METHODS: MEDLINE, EMBASE, and PHARMLINE (1988-2001) and reference lists of relevant articles were searched for coronary artery bypass grafting studies. Criteria for data inclusion were as follows: (1) random allocation of study treatments, (2) placebo control, (3) enrollment only of patients undergoing coronary artery bypass grafting, (4) no combination with another experimental medication or device, and (5) prophylactic and continuous intraoperative use.

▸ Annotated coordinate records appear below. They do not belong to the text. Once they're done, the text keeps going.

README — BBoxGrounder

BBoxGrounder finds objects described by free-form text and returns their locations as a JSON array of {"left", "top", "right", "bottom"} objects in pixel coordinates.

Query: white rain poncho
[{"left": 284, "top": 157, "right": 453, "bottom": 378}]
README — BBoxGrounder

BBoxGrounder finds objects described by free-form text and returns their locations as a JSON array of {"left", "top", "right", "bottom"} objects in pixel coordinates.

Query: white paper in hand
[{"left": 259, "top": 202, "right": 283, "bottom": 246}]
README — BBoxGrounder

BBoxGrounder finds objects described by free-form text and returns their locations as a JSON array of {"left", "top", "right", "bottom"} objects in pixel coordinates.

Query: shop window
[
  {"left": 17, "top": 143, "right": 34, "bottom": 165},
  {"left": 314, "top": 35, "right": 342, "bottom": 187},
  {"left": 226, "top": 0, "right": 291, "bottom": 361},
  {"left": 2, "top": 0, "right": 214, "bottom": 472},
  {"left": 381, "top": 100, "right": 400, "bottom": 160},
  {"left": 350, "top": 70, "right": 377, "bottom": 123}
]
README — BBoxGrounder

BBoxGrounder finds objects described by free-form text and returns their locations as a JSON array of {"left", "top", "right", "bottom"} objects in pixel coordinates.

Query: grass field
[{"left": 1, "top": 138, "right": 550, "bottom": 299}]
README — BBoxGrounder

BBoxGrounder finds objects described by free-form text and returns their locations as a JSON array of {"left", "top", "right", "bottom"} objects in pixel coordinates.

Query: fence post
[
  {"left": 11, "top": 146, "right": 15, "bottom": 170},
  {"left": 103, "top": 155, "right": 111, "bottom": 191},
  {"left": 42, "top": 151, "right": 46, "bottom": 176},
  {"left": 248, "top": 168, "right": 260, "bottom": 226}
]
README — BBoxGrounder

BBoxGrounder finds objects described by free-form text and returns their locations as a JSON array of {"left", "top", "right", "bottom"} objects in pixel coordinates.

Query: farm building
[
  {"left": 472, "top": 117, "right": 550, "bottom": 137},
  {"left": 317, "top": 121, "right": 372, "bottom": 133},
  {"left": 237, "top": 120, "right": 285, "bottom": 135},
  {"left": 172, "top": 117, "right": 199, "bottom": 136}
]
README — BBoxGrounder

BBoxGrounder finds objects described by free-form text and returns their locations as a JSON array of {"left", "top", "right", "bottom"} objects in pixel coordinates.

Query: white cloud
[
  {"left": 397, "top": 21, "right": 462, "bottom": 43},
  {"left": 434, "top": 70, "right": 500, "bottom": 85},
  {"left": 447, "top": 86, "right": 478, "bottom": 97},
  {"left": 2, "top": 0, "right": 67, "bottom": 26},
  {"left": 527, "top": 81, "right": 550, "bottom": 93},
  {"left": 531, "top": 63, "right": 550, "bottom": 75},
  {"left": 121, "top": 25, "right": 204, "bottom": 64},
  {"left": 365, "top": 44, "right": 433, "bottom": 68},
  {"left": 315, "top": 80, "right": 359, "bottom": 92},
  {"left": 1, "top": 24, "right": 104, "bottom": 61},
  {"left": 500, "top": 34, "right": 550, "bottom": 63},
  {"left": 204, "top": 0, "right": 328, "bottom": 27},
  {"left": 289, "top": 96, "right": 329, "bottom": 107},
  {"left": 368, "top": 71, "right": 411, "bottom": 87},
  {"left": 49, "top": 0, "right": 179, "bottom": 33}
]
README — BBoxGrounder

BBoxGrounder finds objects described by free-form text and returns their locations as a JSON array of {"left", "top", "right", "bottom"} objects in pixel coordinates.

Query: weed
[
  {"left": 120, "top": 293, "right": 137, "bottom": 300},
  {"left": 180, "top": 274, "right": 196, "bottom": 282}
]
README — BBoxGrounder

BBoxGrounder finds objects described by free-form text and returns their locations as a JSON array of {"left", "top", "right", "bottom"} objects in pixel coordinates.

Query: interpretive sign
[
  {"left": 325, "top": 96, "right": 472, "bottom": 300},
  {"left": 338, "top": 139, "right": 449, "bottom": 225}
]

RESULTS: Data from 35 coronary artery bypass grafting trials (n = 3879) confirm that aprotinin reduces transfusion requirements (relative risk 0.61, 95% confidence interval 0.58-0.66) relative to placebo, with a 39% risk reduction. Aprotinin therapy was not associated with increased or decreased mortality (relative risk 0.96, 95% confidence interval 0.65-1.40), myocardial infarction (relative risk 0.85, 95% confidence interval 0.63-1.14), or renal failure (relative risk 1.01, 95% confidence interval 0.55-1.83) risk, but it was associated with a reduced risk of stroke (relative risk 0.53, 95% confidence interval 0.31-0.90) and a trend toward reduced atrial fibrillation (relative risk 0.90, 95% confidence interval 0.78-1.03).
CONCLUSIONS: Aprotinin reduces transfusion requirements. Concerns that aprotinin therapy is associated with increased mortality, myocardial infarction, or renal failure risk is not supported by data from published, randomized, placebo-controlled clinical trials. Evidence for a reduced risk of stroke and a tendency toward reduction of atrial fibrillation occurrence was observed in patients who received aprotinin.